I've been watching a lot of people reacting to BTS lately, and I've been infired (Infired, man!) to write something similar. Now, for this, I'm going to be making up a pair of YouTubers. Anyways, on with the chapter!

• • •

Marc: Hey, guys! What is up? Marc and Lilac are back again in another video!

Lilac: So a ton of you guys—

Marc: Did she say a ton? She meant a f**k ton.

Lilac: *rolls her eyes at her friend* Okay, Marc. Let's keep it PG for the kids, alright?

Marc: I can swear all the f**k I want! You're just gonna bleeps it all out, anyway.

Lilac: Oy vey. So a crap ton of you guys spammed us in the comments and on Twitter that we should react to this group called BTS.

Marc: They're the reason I left Twitter—BTS. My notifications have been literally exploding about them.

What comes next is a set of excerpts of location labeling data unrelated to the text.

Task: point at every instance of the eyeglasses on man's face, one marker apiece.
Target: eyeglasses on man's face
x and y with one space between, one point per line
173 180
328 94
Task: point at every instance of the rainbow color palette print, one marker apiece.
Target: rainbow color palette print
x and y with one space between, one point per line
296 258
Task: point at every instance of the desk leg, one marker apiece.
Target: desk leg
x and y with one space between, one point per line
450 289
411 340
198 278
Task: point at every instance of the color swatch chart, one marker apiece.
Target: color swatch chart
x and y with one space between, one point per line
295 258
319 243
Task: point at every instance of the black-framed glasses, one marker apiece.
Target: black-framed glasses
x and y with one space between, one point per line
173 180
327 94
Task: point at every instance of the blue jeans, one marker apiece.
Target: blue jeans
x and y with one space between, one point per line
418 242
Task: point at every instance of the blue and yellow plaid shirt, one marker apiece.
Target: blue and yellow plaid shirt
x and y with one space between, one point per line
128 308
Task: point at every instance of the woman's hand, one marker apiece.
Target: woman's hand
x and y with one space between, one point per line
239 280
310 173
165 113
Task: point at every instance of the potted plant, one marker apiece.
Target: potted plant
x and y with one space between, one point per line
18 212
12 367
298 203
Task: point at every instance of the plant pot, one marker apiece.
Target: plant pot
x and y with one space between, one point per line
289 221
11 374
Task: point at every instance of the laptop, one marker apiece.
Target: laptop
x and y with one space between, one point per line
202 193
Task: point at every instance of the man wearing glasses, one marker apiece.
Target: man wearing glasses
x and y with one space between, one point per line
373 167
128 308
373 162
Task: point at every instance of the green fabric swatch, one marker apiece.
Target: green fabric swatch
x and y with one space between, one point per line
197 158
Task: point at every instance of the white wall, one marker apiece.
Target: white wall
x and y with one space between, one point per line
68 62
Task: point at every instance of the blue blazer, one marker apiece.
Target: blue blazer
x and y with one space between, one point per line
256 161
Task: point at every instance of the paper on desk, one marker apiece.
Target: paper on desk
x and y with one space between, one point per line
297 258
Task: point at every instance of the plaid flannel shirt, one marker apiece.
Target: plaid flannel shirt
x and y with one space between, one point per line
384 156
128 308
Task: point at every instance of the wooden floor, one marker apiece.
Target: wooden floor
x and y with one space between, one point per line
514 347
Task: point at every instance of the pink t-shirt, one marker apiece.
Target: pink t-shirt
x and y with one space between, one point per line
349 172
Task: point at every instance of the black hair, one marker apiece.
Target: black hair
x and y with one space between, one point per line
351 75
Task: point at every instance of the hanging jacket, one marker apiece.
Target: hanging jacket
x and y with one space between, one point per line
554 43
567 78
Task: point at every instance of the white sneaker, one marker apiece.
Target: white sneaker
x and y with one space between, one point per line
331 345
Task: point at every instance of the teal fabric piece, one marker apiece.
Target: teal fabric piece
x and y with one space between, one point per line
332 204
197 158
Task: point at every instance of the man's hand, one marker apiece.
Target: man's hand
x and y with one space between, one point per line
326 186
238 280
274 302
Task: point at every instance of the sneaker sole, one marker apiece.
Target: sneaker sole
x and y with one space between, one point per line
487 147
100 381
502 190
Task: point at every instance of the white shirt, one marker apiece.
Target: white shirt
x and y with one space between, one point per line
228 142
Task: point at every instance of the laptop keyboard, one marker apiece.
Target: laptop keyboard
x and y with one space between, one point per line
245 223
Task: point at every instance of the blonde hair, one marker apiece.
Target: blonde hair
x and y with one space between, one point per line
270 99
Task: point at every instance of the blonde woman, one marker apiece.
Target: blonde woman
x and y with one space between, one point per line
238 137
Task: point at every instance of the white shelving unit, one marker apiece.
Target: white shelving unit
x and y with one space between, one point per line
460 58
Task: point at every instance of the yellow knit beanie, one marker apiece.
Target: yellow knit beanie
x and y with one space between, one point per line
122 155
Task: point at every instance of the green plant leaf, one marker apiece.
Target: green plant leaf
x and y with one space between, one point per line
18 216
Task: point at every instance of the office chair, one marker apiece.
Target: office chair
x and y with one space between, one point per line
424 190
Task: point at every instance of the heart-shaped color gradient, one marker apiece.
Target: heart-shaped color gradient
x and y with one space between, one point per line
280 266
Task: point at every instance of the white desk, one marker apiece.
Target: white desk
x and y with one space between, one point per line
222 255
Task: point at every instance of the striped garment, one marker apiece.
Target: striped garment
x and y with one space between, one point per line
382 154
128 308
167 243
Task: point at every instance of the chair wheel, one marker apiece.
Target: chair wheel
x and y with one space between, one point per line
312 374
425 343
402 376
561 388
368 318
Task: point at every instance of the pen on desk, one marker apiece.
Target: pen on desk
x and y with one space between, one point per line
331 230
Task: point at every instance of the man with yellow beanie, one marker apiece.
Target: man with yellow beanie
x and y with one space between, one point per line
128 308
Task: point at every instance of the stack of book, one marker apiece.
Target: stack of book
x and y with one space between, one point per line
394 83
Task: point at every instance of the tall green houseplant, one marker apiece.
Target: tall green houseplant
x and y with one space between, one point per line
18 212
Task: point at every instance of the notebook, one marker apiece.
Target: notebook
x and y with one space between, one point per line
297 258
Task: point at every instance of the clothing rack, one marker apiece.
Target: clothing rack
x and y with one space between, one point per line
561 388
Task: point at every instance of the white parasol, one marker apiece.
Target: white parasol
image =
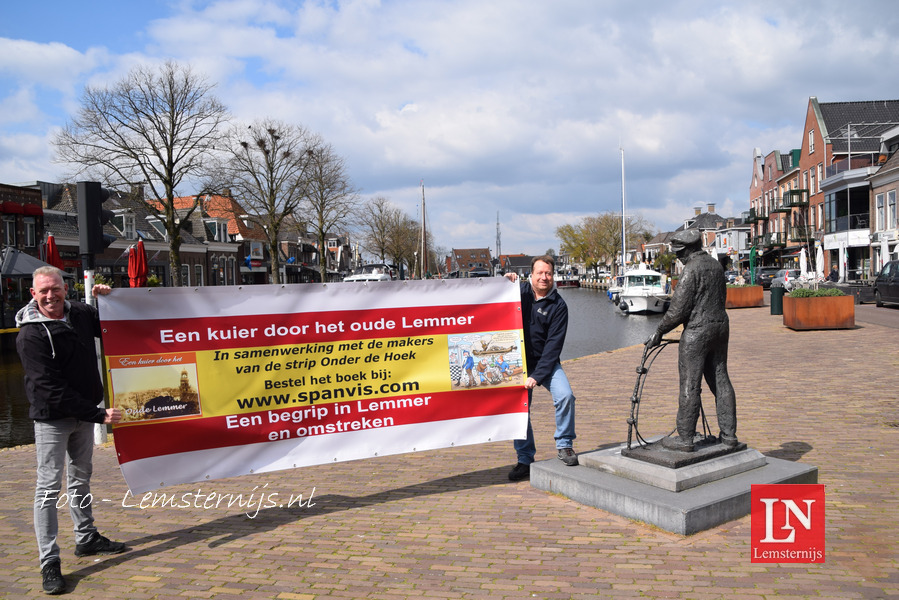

Lilac: Yeah, I didn't know what a BTS was until I heard it from you guys, and I haven't looked them up, either. All I know is that they're a Kpop group, and I don't know much about Kpop, either.

Marc: Like, what does BTS stand for, anyway? It's gotta stand for something, right? *starts typing on computer* Let's see what the old inter-web has to say. *reads from Wikipedia as complicated math equations start floating around the screen* "The group's name, BTS, is an acronym for the Korean expression Bangtan Sonyeondan," *butchers it* "literally meaning 'Bulletproof Boy Scouts.' The second acronym for the band is 'Beyond The Scene' because of their only female member." So there's only one girl? And the rest of them are guys? Sounds kinda kinky, doesn't it?

*Lilac quickly stands up, trying to shut Marc up and block the camera's microphone at the same time, even though it's too late*

*camera tips over*

*video cuts*

*Marc is now sitting next to Lilac with a piece of duct tape over his mouth*

Lilac: *ignoring Marc and acting like none of that ever happened* Okay, let's look up some of their videos, now, shall we? *pulls up YouTube* Okay, let's just type in BTS and see when pops up.

Marc: *sees results* *rips off duct tape* *inhales* Holy mother of Jesus! Look at how many views these guys have! I mean, look at this one! *points to the DNA MV* This video has 358 million views in 7 months!

Lilac: You wanna watch that one?

Marc: Yeah, sure.

*MV plays*

*Big Hit logo comes on, as always*

Lilac: Big Hit. Hm. *nods slightly* Okay.

Marc: Ooh, look, Lil. Space.

Lilac: Yeah, I can tell. That's pretty neat... Whoa, it's an eye!

*Jungkook whistles*

Marc: *after whistling stops* Hold on, hold on. I'm just gonna pause it right here for a sec. *pauses video* I have a few things to say. One, that's catchy as sh*t. Two, it's also a little bit creepy. Like, why isn't he blinking? He needs to blink. And three, how the f**k does this kid have such perfect skin? I think he's actually glowing! How is that possible?